Ayvaz: Alemdaroğlu Tellaldayının evlatlığı Ali Uysal.
1923 Yılında Hacıbeyli’de doğdu. Karacahmet’te üvey baba evindeyken evlatlık
olarak Eğret’e getirildi. Evlenip yurt yuva kurdu, 2009’da vefat etti. Ayvaz
onun Hacıbeylili rahmetli babasının da lakabıymış.
Azadardı: Bir mevki ismi (azat
ardı). Gaymaktekkesi’nin ötesi; bu bölgedeki azatların bolluğuyla ilgili bir
adlandırma olabilir.
Âzam: Körhocanın küçük oğlu Azam Varlı. Bu isimle
başka biri olmadığından adı lakaplaşmış.
azat: Kırdaki tek tük yabani
ağaç. Ahlat ve alıç ağaçları çok geç büyüyen ve karasal iklime uyum sağlamış
olduğundan asırlarca yaşayabilen türlerdir. İç Anadolu’nun tipik ağaçlarıdır,
fakat azat olarak adlandırılması Anıtkaya’ya özgüdür. Kedimehmetinazat, Eteminazat
ve Azatardı kelimelerinde mevki adı olarak da yaşıyor. Mülkiyeti hazineye ait
olan azatlardan yararlanmak serbest olmakla birlikte onlara zarar vermek
yasaktır. Böylelikle hayatiyetlerini devam ettiren azatların, Eğret’te süne
zararlısının etkisiz kalmasında çok büyük rolü olduğu söyleniyor. Süneyi yiyen
böcekler ancak azatlara yumurtluyormuş.
azat gafalı:
Karışık, bakımsız ve uzun saçlı kimse.
azat gibi:
Çok uzun ve büyük varlıklar azada benzetilir.

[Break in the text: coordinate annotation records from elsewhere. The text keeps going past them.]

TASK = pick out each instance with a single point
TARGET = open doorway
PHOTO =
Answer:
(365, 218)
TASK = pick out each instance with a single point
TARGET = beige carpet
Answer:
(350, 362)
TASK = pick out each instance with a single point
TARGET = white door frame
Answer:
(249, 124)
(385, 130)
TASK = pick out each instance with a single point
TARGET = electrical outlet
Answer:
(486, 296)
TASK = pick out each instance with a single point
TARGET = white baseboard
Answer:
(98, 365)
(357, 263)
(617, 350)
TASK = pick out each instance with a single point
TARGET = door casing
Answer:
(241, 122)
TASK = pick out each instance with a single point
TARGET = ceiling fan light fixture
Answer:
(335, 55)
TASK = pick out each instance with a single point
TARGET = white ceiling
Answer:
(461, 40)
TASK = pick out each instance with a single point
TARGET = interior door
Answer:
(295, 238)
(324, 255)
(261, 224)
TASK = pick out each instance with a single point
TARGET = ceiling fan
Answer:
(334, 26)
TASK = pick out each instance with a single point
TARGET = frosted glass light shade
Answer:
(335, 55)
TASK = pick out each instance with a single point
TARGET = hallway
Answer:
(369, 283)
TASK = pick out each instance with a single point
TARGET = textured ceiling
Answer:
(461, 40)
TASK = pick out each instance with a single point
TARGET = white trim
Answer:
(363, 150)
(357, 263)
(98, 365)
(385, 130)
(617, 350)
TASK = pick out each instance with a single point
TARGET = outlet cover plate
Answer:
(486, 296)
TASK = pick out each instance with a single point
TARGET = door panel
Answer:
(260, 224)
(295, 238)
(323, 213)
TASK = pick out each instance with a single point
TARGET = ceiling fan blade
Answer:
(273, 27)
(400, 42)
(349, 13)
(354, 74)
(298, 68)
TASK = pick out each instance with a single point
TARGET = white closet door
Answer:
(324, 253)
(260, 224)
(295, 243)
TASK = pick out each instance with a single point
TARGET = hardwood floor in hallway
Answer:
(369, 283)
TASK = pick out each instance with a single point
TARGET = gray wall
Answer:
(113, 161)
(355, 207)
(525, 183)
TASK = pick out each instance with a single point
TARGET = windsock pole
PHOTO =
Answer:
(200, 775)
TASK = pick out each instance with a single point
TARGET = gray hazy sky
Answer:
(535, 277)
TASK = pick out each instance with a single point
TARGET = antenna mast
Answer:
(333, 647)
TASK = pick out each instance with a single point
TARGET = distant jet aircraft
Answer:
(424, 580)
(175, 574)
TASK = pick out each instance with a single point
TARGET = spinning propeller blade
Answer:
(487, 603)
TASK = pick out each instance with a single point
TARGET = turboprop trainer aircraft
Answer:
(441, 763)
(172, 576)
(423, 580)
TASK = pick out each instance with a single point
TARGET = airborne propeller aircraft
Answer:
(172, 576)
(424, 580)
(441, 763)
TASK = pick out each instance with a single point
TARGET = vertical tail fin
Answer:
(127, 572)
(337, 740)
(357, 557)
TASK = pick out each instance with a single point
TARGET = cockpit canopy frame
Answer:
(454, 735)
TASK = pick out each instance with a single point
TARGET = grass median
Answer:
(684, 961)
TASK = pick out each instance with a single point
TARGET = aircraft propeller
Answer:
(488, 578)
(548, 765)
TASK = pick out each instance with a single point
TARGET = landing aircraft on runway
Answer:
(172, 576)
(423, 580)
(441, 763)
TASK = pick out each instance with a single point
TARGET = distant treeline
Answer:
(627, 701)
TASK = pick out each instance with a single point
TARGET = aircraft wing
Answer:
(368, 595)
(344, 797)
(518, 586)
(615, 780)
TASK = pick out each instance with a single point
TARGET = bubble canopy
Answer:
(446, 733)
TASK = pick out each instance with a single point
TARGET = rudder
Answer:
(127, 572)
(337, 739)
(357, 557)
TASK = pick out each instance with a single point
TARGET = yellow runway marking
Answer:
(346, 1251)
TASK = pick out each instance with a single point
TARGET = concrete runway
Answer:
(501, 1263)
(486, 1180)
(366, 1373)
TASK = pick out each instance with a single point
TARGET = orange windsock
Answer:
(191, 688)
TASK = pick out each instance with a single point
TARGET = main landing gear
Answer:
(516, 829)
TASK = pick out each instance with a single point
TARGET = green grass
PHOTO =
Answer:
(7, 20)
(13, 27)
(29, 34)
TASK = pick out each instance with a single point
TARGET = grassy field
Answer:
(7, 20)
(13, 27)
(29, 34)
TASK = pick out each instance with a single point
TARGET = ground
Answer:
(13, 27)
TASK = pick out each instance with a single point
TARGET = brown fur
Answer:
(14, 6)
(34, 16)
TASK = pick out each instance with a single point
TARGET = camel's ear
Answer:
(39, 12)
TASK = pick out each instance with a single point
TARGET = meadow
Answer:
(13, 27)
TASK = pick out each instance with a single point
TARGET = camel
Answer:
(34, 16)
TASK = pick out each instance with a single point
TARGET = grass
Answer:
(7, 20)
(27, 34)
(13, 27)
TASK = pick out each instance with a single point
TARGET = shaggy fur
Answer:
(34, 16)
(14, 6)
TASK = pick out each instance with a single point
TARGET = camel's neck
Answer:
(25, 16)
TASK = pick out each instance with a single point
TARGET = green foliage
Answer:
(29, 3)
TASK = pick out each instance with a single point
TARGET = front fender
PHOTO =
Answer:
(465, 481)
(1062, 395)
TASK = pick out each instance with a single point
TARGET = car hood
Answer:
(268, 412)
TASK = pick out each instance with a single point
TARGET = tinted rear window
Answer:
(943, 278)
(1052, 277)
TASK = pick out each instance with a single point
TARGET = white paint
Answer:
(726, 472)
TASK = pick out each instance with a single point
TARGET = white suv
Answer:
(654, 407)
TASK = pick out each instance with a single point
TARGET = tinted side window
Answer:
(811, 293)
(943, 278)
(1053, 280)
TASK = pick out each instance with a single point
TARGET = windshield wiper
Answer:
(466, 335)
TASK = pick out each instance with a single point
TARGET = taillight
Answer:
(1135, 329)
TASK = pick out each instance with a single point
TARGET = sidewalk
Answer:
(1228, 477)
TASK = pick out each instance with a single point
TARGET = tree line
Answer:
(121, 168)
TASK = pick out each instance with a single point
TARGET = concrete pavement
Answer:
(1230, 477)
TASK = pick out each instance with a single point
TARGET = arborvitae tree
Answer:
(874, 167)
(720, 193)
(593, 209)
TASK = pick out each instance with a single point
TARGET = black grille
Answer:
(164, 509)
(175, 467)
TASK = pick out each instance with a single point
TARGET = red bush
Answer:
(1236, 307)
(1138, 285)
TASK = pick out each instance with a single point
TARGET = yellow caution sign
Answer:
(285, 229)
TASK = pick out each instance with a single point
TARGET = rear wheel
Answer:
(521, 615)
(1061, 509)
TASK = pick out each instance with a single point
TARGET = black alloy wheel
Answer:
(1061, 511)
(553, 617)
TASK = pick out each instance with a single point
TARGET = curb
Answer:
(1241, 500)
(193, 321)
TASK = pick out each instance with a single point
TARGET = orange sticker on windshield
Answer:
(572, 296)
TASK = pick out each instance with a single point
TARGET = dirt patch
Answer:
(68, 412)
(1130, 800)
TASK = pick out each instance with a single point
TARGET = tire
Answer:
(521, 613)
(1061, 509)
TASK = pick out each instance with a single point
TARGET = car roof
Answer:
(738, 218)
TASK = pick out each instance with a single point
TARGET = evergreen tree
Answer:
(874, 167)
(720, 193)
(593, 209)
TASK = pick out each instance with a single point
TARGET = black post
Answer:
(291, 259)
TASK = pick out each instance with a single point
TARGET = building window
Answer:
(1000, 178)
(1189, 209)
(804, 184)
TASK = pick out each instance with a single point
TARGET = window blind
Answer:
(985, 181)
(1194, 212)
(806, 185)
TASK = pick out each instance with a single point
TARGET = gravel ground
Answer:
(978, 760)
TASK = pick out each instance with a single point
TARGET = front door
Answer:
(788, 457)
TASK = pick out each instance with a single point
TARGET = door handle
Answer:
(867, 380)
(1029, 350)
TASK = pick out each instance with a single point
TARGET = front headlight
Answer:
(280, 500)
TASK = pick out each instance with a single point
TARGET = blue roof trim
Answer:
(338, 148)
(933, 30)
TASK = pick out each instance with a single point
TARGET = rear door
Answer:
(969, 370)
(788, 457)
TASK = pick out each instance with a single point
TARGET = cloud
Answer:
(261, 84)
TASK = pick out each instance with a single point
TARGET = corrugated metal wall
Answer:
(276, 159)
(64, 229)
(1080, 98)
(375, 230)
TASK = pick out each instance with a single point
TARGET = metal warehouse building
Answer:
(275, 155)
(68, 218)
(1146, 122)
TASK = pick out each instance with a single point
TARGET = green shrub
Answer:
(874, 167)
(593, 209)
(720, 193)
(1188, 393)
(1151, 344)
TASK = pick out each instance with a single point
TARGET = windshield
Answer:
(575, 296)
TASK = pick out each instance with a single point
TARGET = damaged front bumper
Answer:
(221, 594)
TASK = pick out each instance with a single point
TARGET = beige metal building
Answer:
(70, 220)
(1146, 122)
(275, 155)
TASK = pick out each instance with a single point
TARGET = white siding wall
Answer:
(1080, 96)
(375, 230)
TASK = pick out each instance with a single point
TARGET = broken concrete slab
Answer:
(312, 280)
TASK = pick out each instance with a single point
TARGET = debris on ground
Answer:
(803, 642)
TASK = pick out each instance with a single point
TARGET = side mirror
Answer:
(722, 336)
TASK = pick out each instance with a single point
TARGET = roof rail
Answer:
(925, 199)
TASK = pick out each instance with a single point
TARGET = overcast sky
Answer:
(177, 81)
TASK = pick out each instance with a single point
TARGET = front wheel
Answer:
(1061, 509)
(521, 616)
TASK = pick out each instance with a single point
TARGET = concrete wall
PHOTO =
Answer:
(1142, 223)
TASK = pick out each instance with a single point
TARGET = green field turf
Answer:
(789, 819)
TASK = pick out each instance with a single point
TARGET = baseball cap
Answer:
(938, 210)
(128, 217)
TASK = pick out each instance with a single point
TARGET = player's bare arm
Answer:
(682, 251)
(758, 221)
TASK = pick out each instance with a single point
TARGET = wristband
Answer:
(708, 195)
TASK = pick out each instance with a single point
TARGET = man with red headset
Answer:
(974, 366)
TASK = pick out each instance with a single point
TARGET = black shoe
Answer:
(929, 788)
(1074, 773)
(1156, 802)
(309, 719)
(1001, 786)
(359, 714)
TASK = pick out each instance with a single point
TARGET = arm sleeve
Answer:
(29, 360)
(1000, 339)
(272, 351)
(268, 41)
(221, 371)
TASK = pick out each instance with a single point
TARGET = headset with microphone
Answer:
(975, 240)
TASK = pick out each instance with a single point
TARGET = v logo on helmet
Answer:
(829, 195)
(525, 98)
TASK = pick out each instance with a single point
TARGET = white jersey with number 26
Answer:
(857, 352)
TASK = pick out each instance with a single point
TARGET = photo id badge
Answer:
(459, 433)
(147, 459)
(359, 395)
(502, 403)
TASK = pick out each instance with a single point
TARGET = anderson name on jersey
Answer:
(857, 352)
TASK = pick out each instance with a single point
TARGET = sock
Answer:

azaylak: (s) Azıcık, biraz,
birazcık.
azaylak deyi:
Az bir şey değil, çok fazla.
azbuz: (s) azbuçuk, biraz,
oldukça
az deyi: Göründüğü gibi uslu,
kendi halinde değil.
azgala: az daha, neredeyse
az görmek:
Azımsamak, eksik bulmak.
âzı bâlı: Oruçlu (ağzı bağlı)
azıklık: Harmana kadar yiygi
ihtiyacını karşılayacak, az miktarda buğday. Ekin ermediği halde yiygi
kalmadığı için acilen bir kısmı biçilip sürülür ki değirmende öğütülsün.
Azıklık biçenden ödünç azıklık istemek de adettendir, çünkü başkaları da aynı
yiygisi bitmiş durumdadır. Acilen gök ekinini birisi feda etmiştir, konu komşu
harmana kadar azıklıkla ekmek ihtiyacını karşılamış olur.
âzına gılığına bakmadan: Küçümseme ifade eden ve zarf olarak kullanılan bir deyim..
âzıñ datlansıñ:
İkram edilen şeker veya tatlının gerekçesi olarak söylenir.
azınsınmek:
az görmek, az bulmak
azırak: daha az
azıraklı: Kavgacı, kızgın,
belalı.
Azıraklı: Gağşakların Osman oğlu Hüseyin Kalkan. 1912
Yılında doğdu. Zeki, hazırcevap ve nüktedan kişiliğiyle ünlendiği söyleniyor.
1964 Yılında vefat etmiş.
Azırâyil: Ölüm meleği, Azrail
azıtmek: 1.azmak, 2.şımararak
daha fazlasını istemek
Azizinapilhoca: Omarcıkların İbrahim İzzet oğlu Abdullah
(Abdil) Arslan. 1908 Yılında doğdu, kısaca Apilhoca diye lakaplandı. 1964
Yılında vefat etti.
azmek: 1.Azgınlaşmak, 2.Ağaç
ve bitkinin meyve vermeyecek şekilde aşırı büyümesi, 3.Yaranın derinleşmesi.